Today there was a young heron in the egret’s spot, she was not too bothered by me and didn’t engage in any games of hide and seek, knowing her place and wading about it, busily piercing the surface of the water with her long beak.
I head Westwards along the Northern bank of the pond and along the edges of the footpath I find a mossy nest with a perfect opening, it is striking to be in such plain view, I wonder about its inhabitants, are there any present dwellers, perhaps new come squatters? Or has it been abandoned by far off emigrants….who may one day return? Further along there are offerings of apples cored and looped over branches by kind walkers for the birds, mixing up seasons and fruits with the trees’ skeletons. In the distance, the morning light bounces golden off the upper walls of the prison perched on the hill.

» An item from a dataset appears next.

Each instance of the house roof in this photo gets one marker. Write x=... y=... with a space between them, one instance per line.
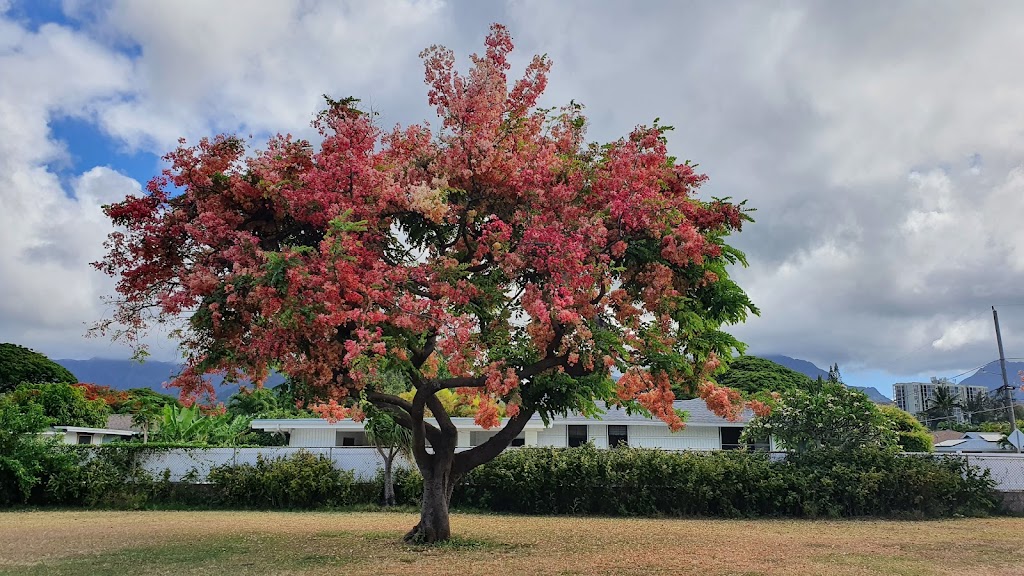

I was drawn again to looking closely at the skin of the trees, enjoying the soft pitted greens and striated brown and tans and even finding something in the growth that looks like text – uppercase cleavages in the lichen.
Moss more vivid and lichen greying, on the surface or silting up the gashes and wounds in the bark: mosses and lichens seem to be on friendly terms, each taking up position and forming spots that appear convivial yet self-contained.
And on the smoothest barks are traces of ivy paths meandering upwards, made visible by the moulds that accrue in the traces of its leggy reaches, the ivy now stripped away, perhaps by a zealous Glen walker (there are a few of us with various agendas).
The dark bark weaves across the trunk of a cypress and I see the way it is built for expansion, and shedding. In the ground the roots are spelling out signs or, it seems to me, balancing equations – somehow I’m reminded of old currency, shillings and pence archaic now but embedded in the memory, perhaps this tree is as old as me.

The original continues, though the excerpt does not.